Abstract
With the rapid advancement of Large Vision Models (LVMs) such as Sora, the initial comprehension of physical laws by large AI models has garnered significant attention, which enables them to interpret and apply physical principles with increasing accuracy and sophistication. Nevertheless, due to resource limitations and delay constraints, traditional cloud-based LVM services often fail to meet the diverse needs of users, particularly in scenarios requiring real-time responsiveness. In this work, we explore the scenario of Mobile Edge Computing (MEC)-empowered LVM services in wireless networks, where heterogeneous LVMs are deployed on both cloud and edge servers, and LVM Users (LUs) can offload computation task to edge servers to reduce delay and energy consumption. In such a scenario, we focus on the joint optimization of model inferencing and task offloading for LUs, aiming to maximize the total service utility, while minimizing delay and energy consumption. First, to characterize the utility of LVM services, we propose a multi-dimensional video quality metric based on real measurements, which incorporates both the prompt-video alignment and the classic video quality indicators.
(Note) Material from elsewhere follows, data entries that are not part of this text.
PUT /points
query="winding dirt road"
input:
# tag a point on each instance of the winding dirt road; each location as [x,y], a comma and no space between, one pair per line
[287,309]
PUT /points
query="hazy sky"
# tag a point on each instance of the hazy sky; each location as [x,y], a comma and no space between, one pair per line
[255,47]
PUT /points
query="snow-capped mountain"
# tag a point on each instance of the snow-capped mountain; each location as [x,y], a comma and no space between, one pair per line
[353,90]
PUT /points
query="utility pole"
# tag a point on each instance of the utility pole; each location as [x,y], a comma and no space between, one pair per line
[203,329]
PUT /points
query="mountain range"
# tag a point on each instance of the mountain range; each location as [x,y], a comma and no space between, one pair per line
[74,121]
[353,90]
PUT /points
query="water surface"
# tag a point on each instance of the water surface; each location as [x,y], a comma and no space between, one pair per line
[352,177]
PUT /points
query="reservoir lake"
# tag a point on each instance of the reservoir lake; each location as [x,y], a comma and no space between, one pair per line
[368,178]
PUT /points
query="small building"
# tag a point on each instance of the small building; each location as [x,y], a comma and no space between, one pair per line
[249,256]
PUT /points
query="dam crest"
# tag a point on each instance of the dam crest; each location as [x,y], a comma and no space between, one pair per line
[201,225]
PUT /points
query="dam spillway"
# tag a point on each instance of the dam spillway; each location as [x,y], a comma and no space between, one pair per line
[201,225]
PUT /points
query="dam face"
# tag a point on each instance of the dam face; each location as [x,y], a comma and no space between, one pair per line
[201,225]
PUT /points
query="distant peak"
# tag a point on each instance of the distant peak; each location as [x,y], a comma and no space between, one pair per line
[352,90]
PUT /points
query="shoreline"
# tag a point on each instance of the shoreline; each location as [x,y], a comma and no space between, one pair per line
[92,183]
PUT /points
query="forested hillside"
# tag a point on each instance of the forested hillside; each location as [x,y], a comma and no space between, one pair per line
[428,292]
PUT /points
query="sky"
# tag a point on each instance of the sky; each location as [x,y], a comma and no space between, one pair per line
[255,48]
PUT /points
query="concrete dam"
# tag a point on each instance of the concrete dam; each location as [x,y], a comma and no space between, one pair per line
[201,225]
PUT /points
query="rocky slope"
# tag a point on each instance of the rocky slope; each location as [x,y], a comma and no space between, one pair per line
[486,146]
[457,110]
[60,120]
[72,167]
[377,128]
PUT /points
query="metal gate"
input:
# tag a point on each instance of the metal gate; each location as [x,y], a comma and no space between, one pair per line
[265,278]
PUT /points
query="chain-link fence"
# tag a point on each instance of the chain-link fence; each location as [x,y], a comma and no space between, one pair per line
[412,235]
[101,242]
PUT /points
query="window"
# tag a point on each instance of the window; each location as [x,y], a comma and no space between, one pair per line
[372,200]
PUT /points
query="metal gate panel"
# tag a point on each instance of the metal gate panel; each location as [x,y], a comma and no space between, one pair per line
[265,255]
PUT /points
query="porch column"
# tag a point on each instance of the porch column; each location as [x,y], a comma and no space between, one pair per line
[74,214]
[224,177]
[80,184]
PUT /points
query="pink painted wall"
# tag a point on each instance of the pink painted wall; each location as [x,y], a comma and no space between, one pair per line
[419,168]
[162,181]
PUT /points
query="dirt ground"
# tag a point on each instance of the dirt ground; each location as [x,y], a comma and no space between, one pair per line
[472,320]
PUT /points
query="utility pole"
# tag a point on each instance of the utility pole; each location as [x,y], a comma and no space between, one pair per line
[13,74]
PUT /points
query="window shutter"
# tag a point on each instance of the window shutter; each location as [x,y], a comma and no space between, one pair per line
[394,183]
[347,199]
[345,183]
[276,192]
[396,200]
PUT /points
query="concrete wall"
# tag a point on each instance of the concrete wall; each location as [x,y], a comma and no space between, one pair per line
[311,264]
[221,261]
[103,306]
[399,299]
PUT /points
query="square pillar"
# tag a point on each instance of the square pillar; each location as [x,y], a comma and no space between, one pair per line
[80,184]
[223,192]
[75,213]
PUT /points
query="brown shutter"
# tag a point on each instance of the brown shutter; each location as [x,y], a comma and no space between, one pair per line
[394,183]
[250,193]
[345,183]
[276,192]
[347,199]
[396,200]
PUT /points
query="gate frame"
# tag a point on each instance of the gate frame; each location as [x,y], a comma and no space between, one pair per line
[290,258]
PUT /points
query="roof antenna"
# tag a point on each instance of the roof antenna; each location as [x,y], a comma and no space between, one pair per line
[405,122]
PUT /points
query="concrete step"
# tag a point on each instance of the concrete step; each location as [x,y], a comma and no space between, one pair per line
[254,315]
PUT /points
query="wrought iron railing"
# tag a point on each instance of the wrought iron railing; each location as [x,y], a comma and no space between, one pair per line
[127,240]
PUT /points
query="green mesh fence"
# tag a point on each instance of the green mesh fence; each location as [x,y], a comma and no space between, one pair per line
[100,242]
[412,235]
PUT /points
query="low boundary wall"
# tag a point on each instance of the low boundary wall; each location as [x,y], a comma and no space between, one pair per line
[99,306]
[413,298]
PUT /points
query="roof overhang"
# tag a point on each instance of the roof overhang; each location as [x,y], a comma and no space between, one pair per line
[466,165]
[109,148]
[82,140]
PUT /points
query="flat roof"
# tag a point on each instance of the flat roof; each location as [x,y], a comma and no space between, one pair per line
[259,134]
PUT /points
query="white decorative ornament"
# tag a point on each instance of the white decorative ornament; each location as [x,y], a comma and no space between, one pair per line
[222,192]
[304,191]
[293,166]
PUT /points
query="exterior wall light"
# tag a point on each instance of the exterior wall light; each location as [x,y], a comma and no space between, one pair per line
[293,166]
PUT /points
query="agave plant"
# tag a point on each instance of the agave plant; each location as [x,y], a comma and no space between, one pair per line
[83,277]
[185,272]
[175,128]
Then, to solve the problem in a decentralized manner, we propose a two-stage solution based on both learning and optimization techniques. In the first stage, we design a reinforcement learning-based Multi-Agent Proximal Policy Optimization (MAPPO) approach to make the real-time model inferencing and task offloading decisions. In the second stage, we employ the optimization-based Sequential Least Squares Programming (SLSQP) to make the efficient resource allocation decisions. Simulation results show that our proposed solution outperforms other benchmarks, and can reduce delay and energy consumption by up to 17.2% and 21.7%, respectively, while increasing service utility by up to 3%. Copyright © 2025 IEEE.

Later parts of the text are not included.